Hattat Necmi Atik'in eserlerinden bir tanesi olan 'Ariflerin Satrancı' isimli eserini takdirlerinize sunuyorum. İstifade etmeniz temennisi ile...
25. Arz “Yola Koyulmalıyım”
Ayağı yere basmak, bastığı yeri bilmek ister insan. Hayret denizinden kurtulup her ne kadar karaya varmak insanı ferahlatsa ve sevgiliye vâsıl olan yolda olduğunu bilse de, bu yolda daha nice tuzakların, vahşî canlıların ve yırtıcı hayvanların karşısına çıkabileceği ihtimâli bulunmaktadır. Bu yol uzundur, menzili çoktur, geçidi yoktur, derin sular var. Bütün bu tehlikelerden kurtulması, yoluna revân olması gerekmektedir ama bunun için neler yapmalı ve ne tedbirlere başvurmalıdır, bütün bunları düşününce içini bir korku kaplar.
26. Havf “Yol Tehlike ve Tuzaklarla Dolu”
Kaygılanmak, endişe etmek, hoşlanılmayan bir durumun başa gelmesinden veya arzulanan bir şeyin elde edilememesinden duyulan kaygıdır korku. İnsan tahmin ettiği veya açıkça bildiği bir emâreye dayanarak başına kötü bir hâl geleceğinden kaygılanır ve kötü bir durumla karşılaşacağı beklentisi ruhunda elem ve huzursuzluğa sebebiyet verir. Bu halde iken korkularının nefsinden ve şeytandan kaynaklandığını anlar ve “İşte o şeytan yalnız kendi dostlarını korkutabilir. Şu halde eğer iman etmiş kimseler iseniz onlardan korkmayın, benden korkun” âyeti imdadına yetişir, yalnız kendini yaratan Allah’tan korkması gerektiğini anlar ve haşyet içerisinde Allah’a sığınır.
27. Haşyet “Allahım!
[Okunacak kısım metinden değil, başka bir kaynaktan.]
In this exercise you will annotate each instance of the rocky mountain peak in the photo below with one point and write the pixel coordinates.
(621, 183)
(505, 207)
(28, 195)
Beni koru”
Tazimden, saygıdan doğan, ümide yönelik, yüceltmeyle birlikte kalbe âit bir korku duymadır haşyet. Allah’ın kudretini, azametini ve her şeye gücünün yettiğini tefekkür edenin kalbindeki yüce ve gerçek korkudur haşyet. Allah korkusuna haşyetullah denir. Havf, dünyevî bir korku; haşyet uhrevî ve ilâhî bir korku anlamına kullanılır. Kurtarır kürbetten senin canını, Âh u enîn ile Allah korkusu, Hasımlardan alır senin yakanı, Âh u enîn ile Allah korkusu. Bütün korkularını terkedip, sanal korkuları ve kaynaklarına vakıf olur insan ve Allah’a yönelir, a’râfa gelir, arada kalır.
28. A’râf “Arada Kaldım, Kararsızım”
Bulunduğu yeri bilmek, durumunun farkına varmak, insanları tanımak anlamında irfandır a’râf. Cennet ve cehennemi birbirinden ayıran bölgedeki surun yüksek kısmıdır A’râf. Cennettekileri ve cennetlikleri, cehennemi ve cehennemlikleri seyretmek ve bilmektir A’râf. Sırat köprüsünde olmak, hayırla şer arasında tereddüt etmek, tercihlerinde arada kalmaktır a’râf. Karanlık ile aydınlığın, aşk ile nefretin, akıl ile deliliğin, ölüm ile yaşamın, doğru ile yanlışın, iyi ile kötünün arasında kalmaktır a’râf. Bu yerden ve bu hâlden hayırlısına yönelmek için Hakk’a duâ vaktidir.